From its very first image, Priscilla feels unmistakably like a Sofia Coppola film. Soft textures, pastel tones, and a kind of dreamlike stillness draw you in, but beneath that surface is something far more complex. This is not a traditional biopic, nor is it a sweeping love story. Instead, it’s a quiet, interior look at one young woman’s experience of being pulled into the orbit of one of the most famous men in the world.
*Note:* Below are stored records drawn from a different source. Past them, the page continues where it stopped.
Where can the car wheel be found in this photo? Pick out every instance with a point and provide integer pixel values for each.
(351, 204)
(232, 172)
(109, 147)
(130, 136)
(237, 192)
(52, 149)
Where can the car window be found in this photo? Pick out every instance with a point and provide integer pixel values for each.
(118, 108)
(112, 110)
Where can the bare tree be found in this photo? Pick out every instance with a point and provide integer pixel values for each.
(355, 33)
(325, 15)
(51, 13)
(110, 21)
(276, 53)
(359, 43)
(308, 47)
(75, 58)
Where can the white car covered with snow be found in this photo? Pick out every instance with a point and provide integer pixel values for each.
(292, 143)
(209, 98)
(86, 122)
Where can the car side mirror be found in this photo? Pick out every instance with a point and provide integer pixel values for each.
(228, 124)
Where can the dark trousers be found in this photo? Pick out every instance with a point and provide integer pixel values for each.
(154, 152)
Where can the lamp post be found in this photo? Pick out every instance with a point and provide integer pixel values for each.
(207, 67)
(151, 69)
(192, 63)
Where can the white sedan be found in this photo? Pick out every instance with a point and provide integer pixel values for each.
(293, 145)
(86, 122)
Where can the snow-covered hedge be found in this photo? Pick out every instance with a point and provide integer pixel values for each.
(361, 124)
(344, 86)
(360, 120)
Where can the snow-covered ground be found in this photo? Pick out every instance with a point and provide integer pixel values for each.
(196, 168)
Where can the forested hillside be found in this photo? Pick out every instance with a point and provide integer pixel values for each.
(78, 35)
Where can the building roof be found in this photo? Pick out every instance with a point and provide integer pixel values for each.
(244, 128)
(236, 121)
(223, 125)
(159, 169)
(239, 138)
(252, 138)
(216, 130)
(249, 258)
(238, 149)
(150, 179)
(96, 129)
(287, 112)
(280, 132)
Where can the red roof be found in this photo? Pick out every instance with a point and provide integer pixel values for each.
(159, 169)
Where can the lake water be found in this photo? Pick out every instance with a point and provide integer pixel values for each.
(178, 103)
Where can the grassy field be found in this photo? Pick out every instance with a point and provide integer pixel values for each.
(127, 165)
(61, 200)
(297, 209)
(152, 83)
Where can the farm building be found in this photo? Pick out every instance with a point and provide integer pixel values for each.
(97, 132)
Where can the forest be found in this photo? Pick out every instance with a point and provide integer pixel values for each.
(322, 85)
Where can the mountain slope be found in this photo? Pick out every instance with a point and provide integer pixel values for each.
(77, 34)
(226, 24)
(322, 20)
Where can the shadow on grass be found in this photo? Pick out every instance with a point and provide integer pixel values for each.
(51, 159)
A story told from the inside
Based on Elvis and Me, the film follows Priscilla Beaulieu (Cailee Spaeny) from the moment she meets Elvis Presley (Jacob Elordi) as a teenager living on a US Army base in Germany. At fourteen, she is bored, restless, and searching for something more, while he is already a global icon, existing in a world of fame and attention that feels worlds away from her own. Coppola doesn’t frame their relationship in a dramatic or sensational way. Instead, she presents it as it unfolds, almost like a diary. Moments drift into one another, sometimes quietly, sometimes uneasily, allowing the audience to sit with Priscilla’s perspective rather than imposing a clear judgement.
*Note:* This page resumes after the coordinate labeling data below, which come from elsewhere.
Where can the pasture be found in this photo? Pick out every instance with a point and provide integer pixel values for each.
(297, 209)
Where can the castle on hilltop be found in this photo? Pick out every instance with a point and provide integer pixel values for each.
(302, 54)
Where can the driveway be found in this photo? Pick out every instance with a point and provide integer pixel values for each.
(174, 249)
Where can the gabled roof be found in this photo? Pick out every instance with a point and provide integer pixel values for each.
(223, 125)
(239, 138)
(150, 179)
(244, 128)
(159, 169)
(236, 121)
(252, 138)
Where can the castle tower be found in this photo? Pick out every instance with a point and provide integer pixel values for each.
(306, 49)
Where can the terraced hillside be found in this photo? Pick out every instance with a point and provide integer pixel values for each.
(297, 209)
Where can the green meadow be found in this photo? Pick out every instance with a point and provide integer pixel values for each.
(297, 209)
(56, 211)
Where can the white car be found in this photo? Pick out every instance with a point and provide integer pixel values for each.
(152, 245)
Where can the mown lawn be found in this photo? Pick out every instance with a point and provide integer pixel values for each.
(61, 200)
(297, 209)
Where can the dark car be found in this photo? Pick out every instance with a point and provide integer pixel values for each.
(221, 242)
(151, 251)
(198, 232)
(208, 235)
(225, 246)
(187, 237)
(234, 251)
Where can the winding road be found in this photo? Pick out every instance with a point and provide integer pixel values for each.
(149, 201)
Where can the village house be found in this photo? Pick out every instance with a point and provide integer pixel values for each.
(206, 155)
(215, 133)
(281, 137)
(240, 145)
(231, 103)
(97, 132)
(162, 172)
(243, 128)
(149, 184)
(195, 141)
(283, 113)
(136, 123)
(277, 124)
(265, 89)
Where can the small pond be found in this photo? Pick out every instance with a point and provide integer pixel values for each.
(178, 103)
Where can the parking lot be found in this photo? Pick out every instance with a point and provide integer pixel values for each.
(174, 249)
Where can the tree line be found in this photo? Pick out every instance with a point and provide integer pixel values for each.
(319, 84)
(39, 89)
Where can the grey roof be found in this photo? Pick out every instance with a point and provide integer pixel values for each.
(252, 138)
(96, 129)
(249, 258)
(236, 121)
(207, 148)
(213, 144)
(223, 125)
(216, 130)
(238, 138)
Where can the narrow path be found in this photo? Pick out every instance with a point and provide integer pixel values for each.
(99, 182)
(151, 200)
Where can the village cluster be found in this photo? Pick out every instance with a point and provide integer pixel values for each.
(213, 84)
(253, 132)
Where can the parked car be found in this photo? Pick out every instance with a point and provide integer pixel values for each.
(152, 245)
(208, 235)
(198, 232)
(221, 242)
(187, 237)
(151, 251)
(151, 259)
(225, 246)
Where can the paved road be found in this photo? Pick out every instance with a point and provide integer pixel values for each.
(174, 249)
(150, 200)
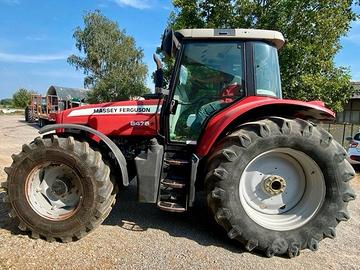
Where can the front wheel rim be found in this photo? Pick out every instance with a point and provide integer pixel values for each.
(53, 190)
(282, 189)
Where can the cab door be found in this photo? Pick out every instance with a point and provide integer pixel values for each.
(210, 77)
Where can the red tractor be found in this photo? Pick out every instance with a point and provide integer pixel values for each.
(274, 180)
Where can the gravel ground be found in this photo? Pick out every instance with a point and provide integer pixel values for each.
(139, 236)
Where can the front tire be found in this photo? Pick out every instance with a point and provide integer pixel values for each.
(279, 185)
(59, 189)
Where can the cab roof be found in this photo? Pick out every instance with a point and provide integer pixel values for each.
(273, 37)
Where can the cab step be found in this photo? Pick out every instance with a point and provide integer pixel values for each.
(173, 183)
(171, 207)
(177, 162)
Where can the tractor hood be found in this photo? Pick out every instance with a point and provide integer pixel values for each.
(123, 118)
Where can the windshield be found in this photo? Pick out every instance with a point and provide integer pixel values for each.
(267, 71)
(210, 78)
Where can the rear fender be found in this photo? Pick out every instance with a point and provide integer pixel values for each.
(112, 146)
(252, 108)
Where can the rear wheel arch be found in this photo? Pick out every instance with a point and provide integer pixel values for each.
(210, 135)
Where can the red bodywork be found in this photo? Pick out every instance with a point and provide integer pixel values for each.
(314, 110)
(141, 118)
(123, 118)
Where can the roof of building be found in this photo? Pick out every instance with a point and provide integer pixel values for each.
(66, 93)
(274, 37)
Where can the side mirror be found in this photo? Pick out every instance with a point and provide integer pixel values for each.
(167, 42)
(158, 75)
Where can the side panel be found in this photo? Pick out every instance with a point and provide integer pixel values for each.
(257, 107)
(123, 118)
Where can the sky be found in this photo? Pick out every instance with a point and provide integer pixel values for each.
(36, 39)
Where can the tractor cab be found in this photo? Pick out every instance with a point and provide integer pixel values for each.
(214, 69)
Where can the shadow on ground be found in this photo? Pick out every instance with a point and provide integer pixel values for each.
(196, 224)
(130, 215)
(33, 124)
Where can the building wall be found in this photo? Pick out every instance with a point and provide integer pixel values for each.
(351, 113)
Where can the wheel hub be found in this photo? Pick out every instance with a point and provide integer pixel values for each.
(59, 188)
(282, 189)
(274, 185)
(53, 190)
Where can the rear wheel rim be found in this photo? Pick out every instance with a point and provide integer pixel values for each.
(282, 189)
(53, 190)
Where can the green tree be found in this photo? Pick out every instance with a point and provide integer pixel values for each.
(21, 98)
(111, 62)
(312, 29)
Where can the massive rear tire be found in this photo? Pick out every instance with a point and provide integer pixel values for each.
(59, 189)
(29, 116)
(279, 185)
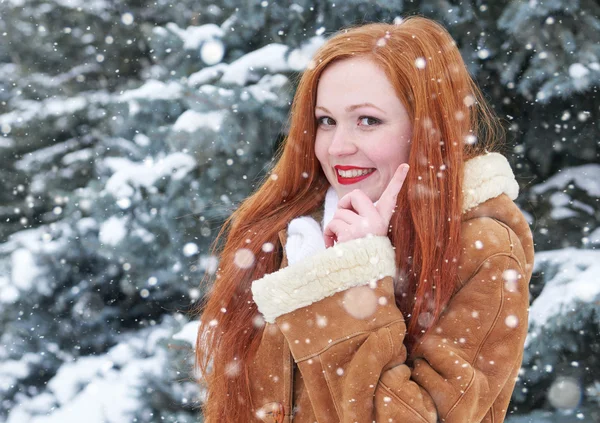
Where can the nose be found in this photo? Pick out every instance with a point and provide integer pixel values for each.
(342, 142)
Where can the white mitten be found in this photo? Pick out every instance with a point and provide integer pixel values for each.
(305, 238)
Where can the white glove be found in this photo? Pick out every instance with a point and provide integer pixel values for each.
(305, 238)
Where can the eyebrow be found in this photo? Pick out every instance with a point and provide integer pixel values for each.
(353, 107)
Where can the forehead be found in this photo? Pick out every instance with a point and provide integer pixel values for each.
(355, 79)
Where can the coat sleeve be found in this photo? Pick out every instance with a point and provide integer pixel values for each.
(338, 314)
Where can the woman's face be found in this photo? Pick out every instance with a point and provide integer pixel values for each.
(363, 129)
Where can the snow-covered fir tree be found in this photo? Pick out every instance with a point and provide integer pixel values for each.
(129, 132)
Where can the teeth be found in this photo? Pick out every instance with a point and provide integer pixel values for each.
(353, 173)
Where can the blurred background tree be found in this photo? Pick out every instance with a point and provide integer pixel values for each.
(129, 132)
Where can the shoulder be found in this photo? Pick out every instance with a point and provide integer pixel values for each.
(494, 228)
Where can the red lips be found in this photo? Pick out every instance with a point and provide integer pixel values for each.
(348, 181)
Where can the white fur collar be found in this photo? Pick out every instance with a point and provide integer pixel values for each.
(360, 261)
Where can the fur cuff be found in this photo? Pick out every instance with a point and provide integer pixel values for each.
(486, 177)
(336, 269)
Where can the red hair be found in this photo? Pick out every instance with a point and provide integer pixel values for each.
(448, 114)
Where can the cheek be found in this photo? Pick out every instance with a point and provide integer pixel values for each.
(321, 149)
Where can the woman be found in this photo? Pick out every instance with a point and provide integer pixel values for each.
(352, 289)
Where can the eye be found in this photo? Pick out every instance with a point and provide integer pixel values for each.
(325, 121)
(368, 121)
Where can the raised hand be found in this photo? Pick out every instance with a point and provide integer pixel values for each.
(357, 217)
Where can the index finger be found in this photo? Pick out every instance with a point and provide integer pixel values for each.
(387, 201)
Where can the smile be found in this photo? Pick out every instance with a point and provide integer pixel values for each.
(347, 177)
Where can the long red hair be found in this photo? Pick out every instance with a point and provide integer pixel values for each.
(451, 123)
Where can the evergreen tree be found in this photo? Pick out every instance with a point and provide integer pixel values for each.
(130, 132)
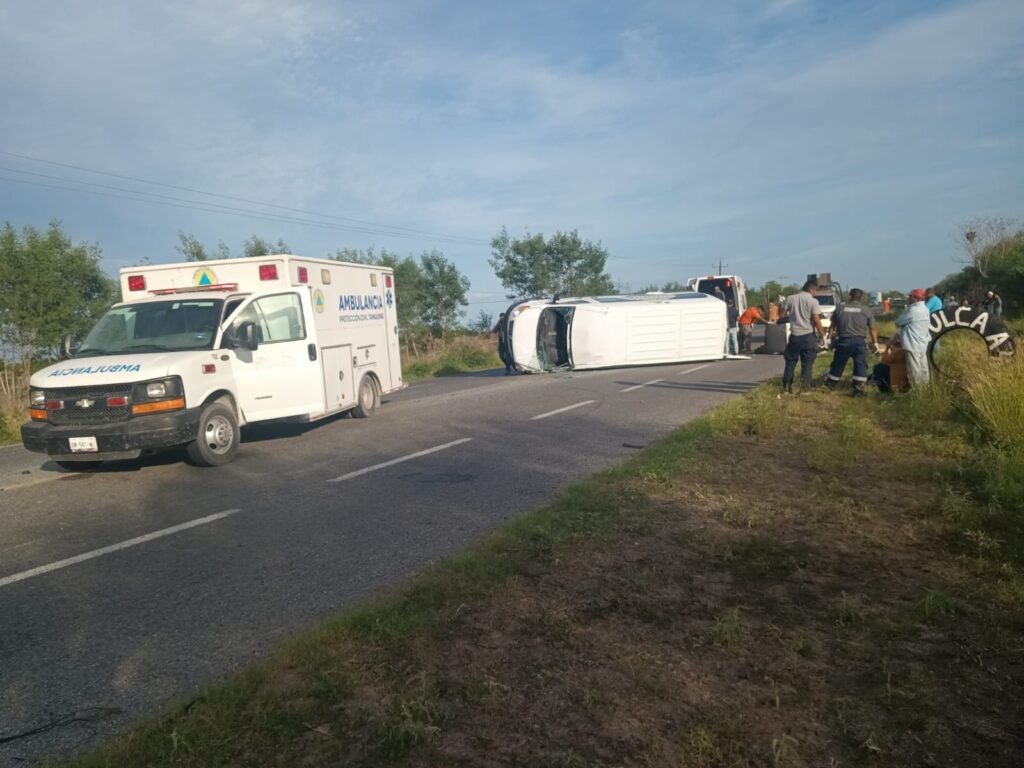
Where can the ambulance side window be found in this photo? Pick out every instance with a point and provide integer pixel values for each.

What begins as something exciting and almost surreal slowly shifts into something more complicated. The film captures how easy it is to be swept up in attention, especially at that age, and how difficult it becomes to separate that feeling from who you are.
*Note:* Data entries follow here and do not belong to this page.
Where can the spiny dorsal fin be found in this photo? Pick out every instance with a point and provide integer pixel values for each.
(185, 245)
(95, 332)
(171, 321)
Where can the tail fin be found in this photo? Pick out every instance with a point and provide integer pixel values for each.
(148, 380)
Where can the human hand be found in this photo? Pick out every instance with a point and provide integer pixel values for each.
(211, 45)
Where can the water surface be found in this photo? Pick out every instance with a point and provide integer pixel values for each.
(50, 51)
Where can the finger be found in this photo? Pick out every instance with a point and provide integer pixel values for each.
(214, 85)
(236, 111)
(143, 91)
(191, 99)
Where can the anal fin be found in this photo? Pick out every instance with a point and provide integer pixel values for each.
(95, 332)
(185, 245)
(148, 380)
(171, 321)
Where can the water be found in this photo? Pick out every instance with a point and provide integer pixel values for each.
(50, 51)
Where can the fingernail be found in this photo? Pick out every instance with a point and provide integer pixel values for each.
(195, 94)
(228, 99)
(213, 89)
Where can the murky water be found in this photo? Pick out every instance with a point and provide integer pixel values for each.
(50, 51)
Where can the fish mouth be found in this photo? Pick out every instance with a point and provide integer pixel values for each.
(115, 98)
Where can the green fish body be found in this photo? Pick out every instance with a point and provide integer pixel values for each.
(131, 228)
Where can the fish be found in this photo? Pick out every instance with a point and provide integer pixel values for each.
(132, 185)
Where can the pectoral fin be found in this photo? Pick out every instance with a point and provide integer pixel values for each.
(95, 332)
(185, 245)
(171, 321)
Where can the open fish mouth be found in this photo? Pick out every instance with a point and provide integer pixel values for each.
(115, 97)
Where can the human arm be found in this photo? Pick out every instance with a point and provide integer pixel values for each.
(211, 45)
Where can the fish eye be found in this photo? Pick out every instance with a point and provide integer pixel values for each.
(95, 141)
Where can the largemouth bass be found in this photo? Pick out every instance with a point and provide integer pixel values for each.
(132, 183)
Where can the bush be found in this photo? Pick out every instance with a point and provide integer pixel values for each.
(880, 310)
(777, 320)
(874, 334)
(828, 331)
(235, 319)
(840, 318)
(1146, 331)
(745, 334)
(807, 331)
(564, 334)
A relationship built on imbalance
Jacob Elordi’s Elvis is not the larger-than-life performer audiences might expect, but instead comes across as controlled, soft-spoken, and at times strangely distant, with a gentleness that initially feels reassuring but gradually reveals a clear need for control. As their relationship develops, that imbalance becomes harder to ignore, with Elvis shaping almost every aspect of Priscilla’s life, from her appearance to her daily routine, often under the guise of care and protection. She is given everything she could want in a material sense, yet very little space to define herself or make her own choices, and it’s this quiet restriction that sits at the heart of the film. Coppola never pushes this too far or spells it out directly, instead allowing it to unfold naturally over time, which makes it feel all the more affecting and difficult to shake.
A performance that holds everything together
Cailee Spaeny is quietly remarkable as Priscilla. It’s a performance built on subtle shifts, small expressions, and moments that say more in silence than dialogue ever could. You see her grow up on screen, not just physically, but emotionally, as she begins to understand the reality of the life she’s in. There’s a strength to her performance that never feels forced. Instead, it builds slowly, reflecting the character’s journey from someone who is easily shaped by the world around her to someone who begins to question it.

Style that says more than words
Visually, the film is stunning in a way that feels effortless. Coppola has always had a strong sense of aesthetic, but here it feels particularly purposeful. The softness of the imagery, the careful use of colour, and the dreamlike montages all mirror Priscilla’s experience, the feeling of being both inside something beautiful and slightly removed from it. Music plays a key role too, though not always in the way you might expect. Rather than leaning heavily on Elvis’s own songs, the film uses a mix of instrumental covers and carefully chosen tracks to create atmosphere, adding to that sense of distance.
CultureCues Final thoughts
One of the most affecting moments comes towards the end, when everything begins to shift and Priscilla finally starts to see her life more clearly. There’s no dramatic confrontation or sudden turning point. Instead, it’s a quiet realisation, built from everything that has come before. When she finally leaves Graceland, it doesn’t feel like a big cinematic escape. It feels small, personal, and incredibly significant. After spending so much of the film watching her exist within someone else’s world, that moment of stepping into her own life lands in a way that feels both understated and powerful.
Priscilla is not interested in spectacle or easy answers. It’s a film about experience, about how relationships can shape you, and about what it means to slowly find your way out of something that once felt like everything. It’s beautiful, sometimes uncomfortable, and quietly devastating in places. But what makes it stand out is its restraint. It trusts the audience to sit with what’s being shown, rather than spelling it out.
Priscilla arrived in UK cinemas on 1 January 2024.